Friday Five

Collusion, cataracts, and crisis in social care – this week’s Friday Five

NHS “rationing” cataracts surgery

An investigation by the British Medical Journal has found that the number of patients rejected for cataract surgery has increased . Nearly 3,000 patients saw their ophthalmologist’s request for the procedure rejected outright, twice as many as three years ago, and one in five now have to undergo a further pre-approval check after being referred for cataract surgery, a rise from 7 per cent of patients who were screened in 2016-17. These figures have been criticised as the National Institute for Health and Care Excellence (NICE) concluded that the operation was cost effective and should not be limited to people who had the most severe vision loss.

Read more in the Independent.

Measles outbreak in London schools

Measles outbreaks at three London schools have seen headteachers across the north and west of the capital put on high alert by health authorities.

Public Health England (PHE) has written to educators in the boroughs of Hammersmith and Fulham, Kensington and Chelsea and the City of Westminster warning them to be vigilant for the highly contagious infection.
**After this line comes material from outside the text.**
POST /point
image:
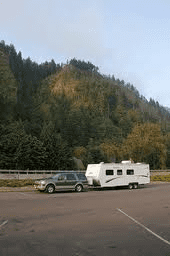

Read more in the Independent.

Collusion by drug firms cost NHS millions

Four drugs companies colluded to restrict the supply of an anti-nausea tablet, driving up prices dramatically and costing the NHS millions of pounds, the Competition and Markets Authority has alleged. The price of a pack of anti-sickness drug Prochlorperazine soared eightfold from £6.49 in 2013 to £51.68 in 2017, and over that period, NHS spending on the drug almost tripled to £7.5m despite the fact that it was prescribed less.

Read more in the Independent.

English ‘short-changed on care funding’

Public spending on care for the elderly and disabled is much higher in Scotland and Wales than England, figures show. In England, £310 per person is spent each year on services such as care homes and home help for daily tasks such as washing and dressing. But in Scotland, £445 is spent – 43% more than in England – and in Wales it is £414 – 33% more. The analysis has been produced by the Health Foundation using official spending and population data.

Read more on the BBC.


Quote of the week

“It has taken us a long time to get here. Until a few years ago, removing pathologising categories affecting trans and gender diverse people from the ICD-10 list of mental disorders seemed impossible. Today, we know that full depathologisation can be achieved and will be achieved in our lifetime.”

Our quote of the week comes from the a joint statement from nine organisations work on gender identity, as transgender health issues will no longer be classified as mental and behavioural disorders under big changes to the World Health Organisation’s global manual of diagnoses.